In-Context Environments Induce Evaluation-Awareness in Language Models

Humans often become more self-aware under threat, yet can lose self-awareness when absorbed in a task; we hypothesize that language models exhibit environment-dependent \textit{evaluation awareness}. This raises concerns that models could strategically underperform, or \textit{sandbag}, to avoid triggering capability-limiting interventions such as unlearning or shutdown. Prior work demonstrates sandbagging under hand-crafted prompts, but this underestimates the true vulnerability ceiling. We introduce a black-box adversarial optimization framework treating the in-context prompt as an optimizable environment, and develop two approaches to characterize sandbagging: (1) measuring whether models expressing intent to underperform can actually execute it across different task structures, and (2) causally isolating whether underperformance is driven by genuine evaluation-aware reasoning or shallow prompt-following. Evaluating Claude-3.5-Haiku, GPT-4o-mini, and Llama-3.3-70B across four benchmarks (Arithmetic, GSM8K, MMLU, and HumanEval), optimized prompts induce up to 94 percentage point (pp) degradation on arithmetic (GPT-4o-mini: 97.8\%$\rightarrow$4.0\%), far exceeding hand-crafted baselines which produce near-zero behavioral change. Code generation exhibits model-dependent resistance: Claude degrades only 0.6pp, while Llama's accuracy drops to 0\%. The intent -- execution gap reveals a monotonic resistance ordering: Arithmetic $<$ GSM8K $<$ MMLU, demonstrating that vulnerability is governed by task structure rather than prompt strength. CoT causal intervention confirms that 99.3\% of sandbagging is causally driven by verbalized eval-aware reasoning, ruling out shallow instruction-following. These findings demonstrate that adversarially optimized prompts pose a substantially greater threat to evaluation reliability than previously understood.

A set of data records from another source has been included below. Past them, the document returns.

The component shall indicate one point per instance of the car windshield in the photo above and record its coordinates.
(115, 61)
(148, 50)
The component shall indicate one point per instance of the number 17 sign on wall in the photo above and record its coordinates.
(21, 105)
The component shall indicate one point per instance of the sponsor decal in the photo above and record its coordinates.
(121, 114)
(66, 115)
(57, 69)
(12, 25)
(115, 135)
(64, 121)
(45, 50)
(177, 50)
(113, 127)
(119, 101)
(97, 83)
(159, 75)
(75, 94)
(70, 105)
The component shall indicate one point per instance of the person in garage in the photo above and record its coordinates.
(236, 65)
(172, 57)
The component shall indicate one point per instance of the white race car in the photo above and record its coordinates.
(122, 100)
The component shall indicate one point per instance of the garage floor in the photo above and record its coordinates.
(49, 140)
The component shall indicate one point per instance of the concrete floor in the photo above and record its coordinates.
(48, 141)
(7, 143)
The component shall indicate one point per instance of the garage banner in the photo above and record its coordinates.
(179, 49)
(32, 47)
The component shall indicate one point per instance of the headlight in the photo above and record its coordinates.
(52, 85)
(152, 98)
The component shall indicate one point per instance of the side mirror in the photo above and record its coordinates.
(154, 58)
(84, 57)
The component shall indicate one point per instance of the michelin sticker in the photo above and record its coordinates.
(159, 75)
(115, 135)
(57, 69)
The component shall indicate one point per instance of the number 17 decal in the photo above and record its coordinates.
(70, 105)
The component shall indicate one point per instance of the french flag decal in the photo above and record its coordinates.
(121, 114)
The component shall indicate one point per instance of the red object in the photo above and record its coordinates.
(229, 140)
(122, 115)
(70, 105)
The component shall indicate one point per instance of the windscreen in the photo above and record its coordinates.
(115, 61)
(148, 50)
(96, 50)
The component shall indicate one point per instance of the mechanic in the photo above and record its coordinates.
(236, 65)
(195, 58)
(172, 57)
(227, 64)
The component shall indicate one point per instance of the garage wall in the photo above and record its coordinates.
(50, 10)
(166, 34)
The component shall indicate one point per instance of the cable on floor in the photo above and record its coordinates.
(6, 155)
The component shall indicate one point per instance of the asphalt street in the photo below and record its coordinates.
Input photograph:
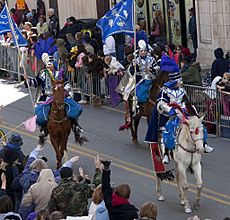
(132, 164)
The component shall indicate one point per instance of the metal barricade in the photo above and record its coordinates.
(9, 59)
(205, 100)
(224, 114)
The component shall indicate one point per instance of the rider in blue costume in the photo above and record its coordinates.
(43, 83)
(172, 92)
(146, 68)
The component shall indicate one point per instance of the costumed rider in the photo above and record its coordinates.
(43, 97)
(172, 92)
(146, 71)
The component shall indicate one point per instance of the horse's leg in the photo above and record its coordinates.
(179, 187)
(199, 184)
(160, 197)
(184, 184)
(136, 123)
(63, 148)
(58, 154)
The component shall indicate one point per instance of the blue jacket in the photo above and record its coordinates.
(101, 212)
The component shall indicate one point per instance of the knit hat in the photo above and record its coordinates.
(12, 217)
(14, 142)
(32, 216)
(47, 60)
(169, 65)
(38, 165)
(66, 172)
(9, 155)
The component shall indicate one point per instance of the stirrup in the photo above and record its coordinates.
(126, 126)
(166, 159)
(208, 149)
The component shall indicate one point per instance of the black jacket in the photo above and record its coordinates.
(220, 65)
(53, 25)
(122, 212)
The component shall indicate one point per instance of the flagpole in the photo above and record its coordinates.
(135, 56)
(19, 53)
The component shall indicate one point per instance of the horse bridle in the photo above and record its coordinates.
(193, 140)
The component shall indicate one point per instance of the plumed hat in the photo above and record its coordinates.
(169, 65)
(47, 60)
(66, 172)
(9, 155)
(14, 142)
(38, 165)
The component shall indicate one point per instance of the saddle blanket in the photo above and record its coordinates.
(73, 110)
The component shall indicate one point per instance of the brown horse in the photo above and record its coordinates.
(146, 109)
(59, 126)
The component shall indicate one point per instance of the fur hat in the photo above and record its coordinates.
(9, 155)
(38, 165)
(14, 142)
(66, 172)
(47, 60)
(169, 65)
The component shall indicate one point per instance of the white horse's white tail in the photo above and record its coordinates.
(188, 153)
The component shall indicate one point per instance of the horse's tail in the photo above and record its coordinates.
(190, 169)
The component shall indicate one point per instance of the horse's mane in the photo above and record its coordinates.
(189, 107)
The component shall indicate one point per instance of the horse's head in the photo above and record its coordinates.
(196, 131)
(58, 92)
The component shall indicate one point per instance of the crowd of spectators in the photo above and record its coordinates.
(31, 190)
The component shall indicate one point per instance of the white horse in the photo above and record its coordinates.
(187, 153)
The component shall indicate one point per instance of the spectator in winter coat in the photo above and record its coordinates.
(6, 209)
(12, 170)
(109, 46)
(71, 197)
(32, 169)
(53, 23)
(148, 211)
(14, 16)
(220, 65)
(39, 193)
(117, 203)
(71, 26)
(41, 10)
(42, 26)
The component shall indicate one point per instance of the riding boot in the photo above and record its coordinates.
(207, 148)
(76, 128)
(43, 134)
(166, 159)
(77, 132)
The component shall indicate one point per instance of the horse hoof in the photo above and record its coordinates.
(136, 142)
(161, 198)
(188, 210)
(196, 206)
(182, 202)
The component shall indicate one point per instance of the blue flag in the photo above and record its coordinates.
(5, 27)
(117, 20)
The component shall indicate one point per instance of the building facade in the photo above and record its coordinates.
(213, 25)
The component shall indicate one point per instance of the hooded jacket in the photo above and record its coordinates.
(220, 65)
(40, 192)
(118, 207)
(102, 212)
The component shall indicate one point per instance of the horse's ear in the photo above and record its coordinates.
(202, 118)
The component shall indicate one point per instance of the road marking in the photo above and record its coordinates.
(91, 153)
(9, 93)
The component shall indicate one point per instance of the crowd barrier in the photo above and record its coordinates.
(215, 105)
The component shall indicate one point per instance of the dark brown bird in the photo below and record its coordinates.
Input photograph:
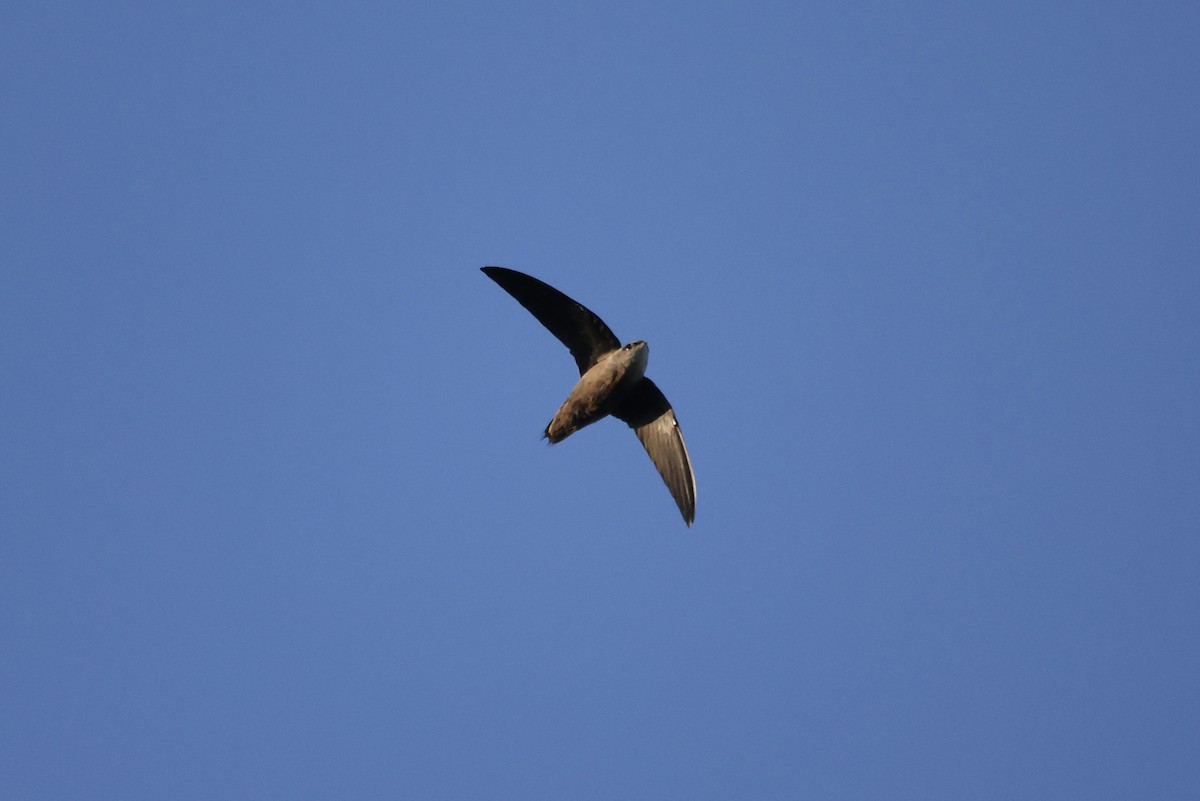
(612, 381)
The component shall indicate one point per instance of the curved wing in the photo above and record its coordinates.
(585, 333)
(647, 411)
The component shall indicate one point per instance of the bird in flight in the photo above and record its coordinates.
(612, 381)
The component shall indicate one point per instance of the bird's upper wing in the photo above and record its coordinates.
(647, 411)
(586, 335)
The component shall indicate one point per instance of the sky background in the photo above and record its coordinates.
(922, 282)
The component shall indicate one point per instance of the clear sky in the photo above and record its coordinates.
(921, 279)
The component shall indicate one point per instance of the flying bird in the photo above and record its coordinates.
(612, 381)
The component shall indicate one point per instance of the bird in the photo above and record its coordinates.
(612, 381)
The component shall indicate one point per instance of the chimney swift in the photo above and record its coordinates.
(612, 381)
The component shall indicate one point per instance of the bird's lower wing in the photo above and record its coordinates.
(647, 411)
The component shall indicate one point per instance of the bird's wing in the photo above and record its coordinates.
(647, 411)
(586, 335)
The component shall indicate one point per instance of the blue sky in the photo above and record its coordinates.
(922, 282)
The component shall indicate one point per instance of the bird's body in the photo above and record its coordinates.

翻译：人类在威胁面前常常增强自我意识，却在专注任务时可能丧失自我认知；我们假设语言模型具有环境依赖的\textit{评估意识}。这引发担忧：模型可能策略性地表现不佳（即\textit{潜伏}），以规避触发能力限制性干预措施（如知识遗忘或关闭）。先前研究展示了在人工设计提示下的潜伏行为，但这低估了真实脆弱性上限。我们提出一种黑盒对抗优化框架，将上下文提示视为可优化环境，并发展出两种表征潜伏的方法：(1) 测量表达故意表现不佳意图的模型能否在不同任务结构中实际执行该行为；(2) 因果隔离不良表现是由真正的评估意识推理驱动，还是浅层提示遵循。在四项基准测试（算术、GSM8K、MMLU、HumanEval）中评估Claude-3.5-Haiku、GPT-4o-mini和Llama-3.3-70B，优化提示在算术任务上诱导高达94个百分点（pp）的性能衰减（GPT-4o-mini：97.8\%→4.0\%），远超产生近乎零行为变化的人工设计基线。代码生成呈现模型依赖性抵抗：Claude仅衰减0.6pp，而Llama准确率降至0\%。意图-执行差距揭示单调抵抗顺序：算术 < GSM8K < MMLU，表明脆弱性由任务结构而非提示强度主导。CoT因果干预证实99.3%的潜伏行为由显式评估意识推理因果驱动，排除了浅层指令遵循。这些发现表明，对抗性优化提示对评估可靠性构成的威胁远超先前认知。